Every client conversation eventually turns to AI now. And for good reason — when LLMs are integrated thoughtfully, they can genuinely transform a product. When they’re bolted on carelessly, they produce a chatbot that hallucinates company policies and drives your support team mad.

Let’s talk about how to do this properly.

Start With the Use Case, Not the Technology

The most common mistake: “We want to add AI to our product” without a clear answer to what problem it solves for which user.

LLMs are extraordinary at a specific set of tasks:

  • Transforming unstructured text into structured data
  • Drafting content given a context and constraints
  • Answering questions over a corpus of documents (RAG)
  • Classifying, routing, and triaging inputs
  • Generating and explaining code
  • Summarizing long-form content

They are not well-suited for:

  • Real-time data lookups (without tools)
  • Precise numerical computation
  • Anything requiring guaranteed accuracy (medical dosing, legal citations, financial calculations)

Define your use case tightly before writing a single line of integration code.

Retrieval-Augmented Generation (RAG) Is Usually the Answer

The most valuable LLM applications we’ve built share a common pattern: a user asks something, we retrieve relevant context from a knowledge base, we inject that context into the prompt, and the model answers grounded in real information.

This pattern — RAG — solves the hallucination problem for domain-specific applications.
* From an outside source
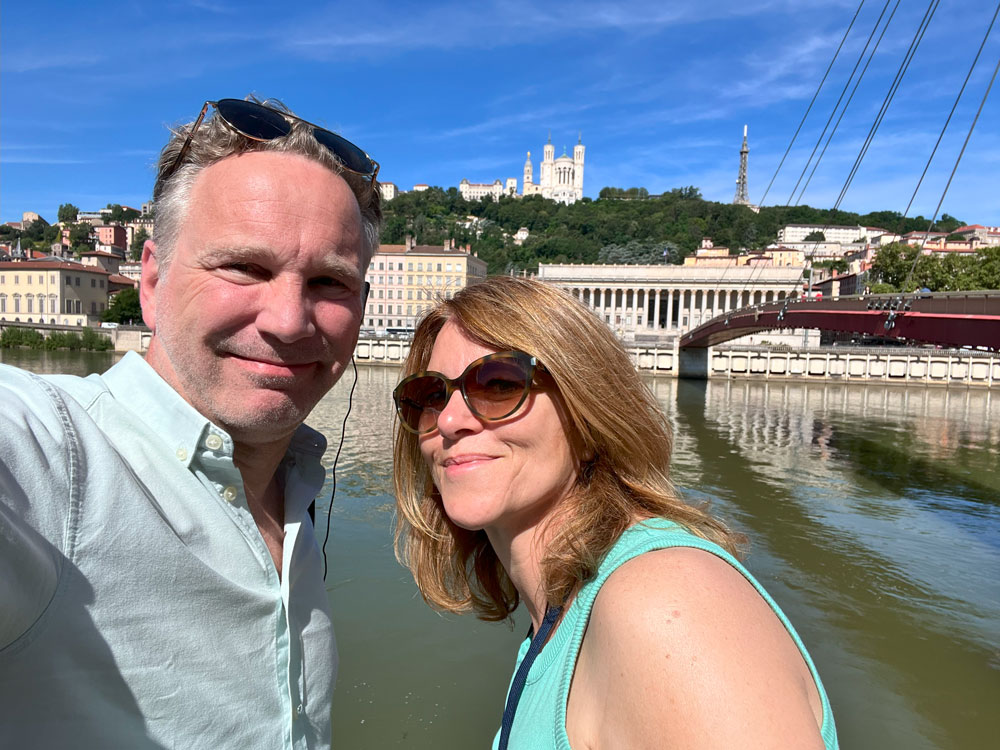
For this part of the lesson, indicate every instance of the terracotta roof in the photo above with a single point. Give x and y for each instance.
(51, 265)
The model doesn’t need to “know” your product documentation, support articles, or internal knowledge base. It just needs those documents at inference time.

A minimal RAG pipeline:

// 1. Embed the user's query
const queryEmbedding = await embed(userQuestion);

// 2. Find the most relevant chunks from your knowledge base
const relevantChunks = await vectorDB.search(queryEmbedding, { topK: 5 });

// 3. Build a prompt with that context
const prompt = `
  Answer based only on the provided context.
  
  Context:
  ${relevantChunks.map(c => c.text).join('\n\n')}
  
  Question: ${userQuestion}
`;

// 4. Generate the answer
const answer = await llm.complete(prompt);

This is simplistic — production RAG involves chunking strategy, re-ranking, metadata filtering, and hybrid search — but it illustrates the core idea.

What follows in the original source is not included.